In the above example (at the beginning of this section), notice how the torsion, as well as curvature, have a constant value. This means that the curve in the example (a helix) twists, and bends (respectively) at a constant rate.

$$\tau = -\frac{d\overrightarrow{B}}{ds}\cdot\overrightarrow{N}$$ is called torsion, and is the rate of change of the curve's osculating plane ($\overrightarrow{B}$). In layman's terms, as curvature measures how much a curve bends as it is traced out: similarly, torsion measures the degree of "twisting" of a curve. This is depiccted in the animation given below.



Figure 6: Significance of $\frac{d\overrightarrow{B}}{ds} = -\tau\overrightarrow{N}$

We know that $\frac{d\overrightarrow{N}}{ds} = \frac{d(\overrightarrow{B}\times\overrightarrow{T})}{ds} = \overrightarrow{B}\times\frac{d\overrightarrow{T}}{ds} + \frac{d\overrightarrow{B}}{ds}\times\overrightarrow{T}$

$$\implies\frac{d\overrightarrow{N}}{ds} = -\tau \overrightarrow{N}\times\overrightarrow{T} + \overrightarrow{B}\times (\kappa\overrightarrow{N}) = \tau\overrightarrow{B} + \kappa\overrightarrow{B}\times\overrightarrow{N}$$ $$\begin{equation}\implies\frac{d\overrightarrow{N}}{ds}= -\kappa\overrightarrow{T} + \tau\overrightarrow{B}\tag{3}\end{equation}$$



Figure 7: Significance of $\frac{d\overrightarrow{N}}{ds} = -\kappa\overrightarrow{T} + \tau\overrightarrow{B}$ | $\frac{d\overrightarrow{N}}{ds}$ is orthogonal to $\overrightarrow{N}$ and shows how fast $\overrightarrow{N}$ changes with the arc length

The above derived formulae are called the Frenet-Serret formulae, and are given by:

1. $\frac{d\overrightarrow{T}}{ds} = \kappa\overrightarrow{N}$.
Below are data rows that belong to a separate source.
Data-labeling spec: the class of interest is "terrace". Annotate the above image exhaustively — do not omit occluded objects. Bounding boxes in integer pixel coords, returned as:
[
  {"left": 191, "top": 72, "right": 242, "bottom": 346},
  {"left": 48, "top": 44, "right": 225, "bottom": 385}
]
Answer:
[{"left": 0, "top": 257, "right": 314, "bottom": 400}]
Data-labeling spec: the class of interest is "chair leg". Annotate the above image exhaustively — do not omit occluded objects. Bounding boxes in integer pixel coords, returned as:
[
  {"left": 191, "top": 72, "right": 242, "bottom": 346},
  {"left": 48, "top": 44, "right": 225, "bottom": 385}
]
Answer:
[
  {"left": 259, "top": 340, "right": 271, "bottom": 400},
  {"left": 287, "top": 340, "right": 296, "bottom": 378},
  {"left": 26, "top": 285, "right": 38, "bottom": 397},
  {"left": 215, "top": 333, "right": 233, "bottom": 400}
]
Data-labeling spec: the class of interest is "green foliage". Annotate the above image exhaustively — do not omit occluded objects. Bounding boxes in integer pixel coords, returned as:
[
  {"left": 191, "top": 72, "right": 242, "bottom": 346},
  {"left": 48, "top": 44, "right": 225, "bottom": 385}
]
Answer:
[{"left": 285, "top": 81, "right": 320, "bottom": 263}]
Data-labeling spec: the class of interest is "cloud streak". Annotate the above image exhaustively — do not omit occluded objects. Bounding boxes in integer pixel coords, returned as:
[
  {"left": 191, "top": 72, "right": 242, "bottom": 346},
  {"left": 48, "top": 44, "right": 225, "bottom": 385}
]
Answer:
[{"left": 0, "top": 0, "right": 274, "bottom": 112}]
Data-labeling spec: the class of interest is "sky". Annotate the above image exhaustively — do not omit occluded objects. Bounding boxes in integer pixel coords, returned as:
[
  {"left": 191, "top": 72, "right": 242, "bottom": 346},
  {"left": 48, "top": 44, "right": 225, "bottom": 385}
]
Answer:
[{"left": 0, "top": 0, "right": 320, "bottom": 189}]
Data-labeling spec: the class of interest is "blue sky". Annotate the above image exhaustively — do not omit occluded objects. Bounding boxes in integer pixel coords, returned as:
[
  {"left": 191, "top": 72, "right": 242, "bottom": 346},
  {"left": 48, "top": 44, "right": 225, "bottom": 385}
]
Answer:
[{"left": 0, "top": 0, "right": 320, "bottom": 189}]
2. $\frac{d\overrightarrow{N}}{ds} = -\kappa\overrightarrow{T} + \tau\overrightarrow{B}$

3. $\frac{d\overrightarrow{B}}{ds} = -\tau\overrightarrow{N}$


The Serret-Frenet equations can also be represented as:

$$\begin{pmatrix} T\prime\\ N\prime \\ B\prime \end{pmatrix} = \begin{pmatrix}\quad 0 & \kappa & 0 \\ -\kappa & 0 & \tau \\ 0 & -\tau & 0 \quad\end{pmatrix}\begin{pmatrix} T \\ N \\ B \end{pmatrix}$$


Pause and Ponder

  • What would be the torsion for a two-dimensional curve?
  • For an n-dimensional space, can the curvature and torsion suffice to describe how a curve changes along its length?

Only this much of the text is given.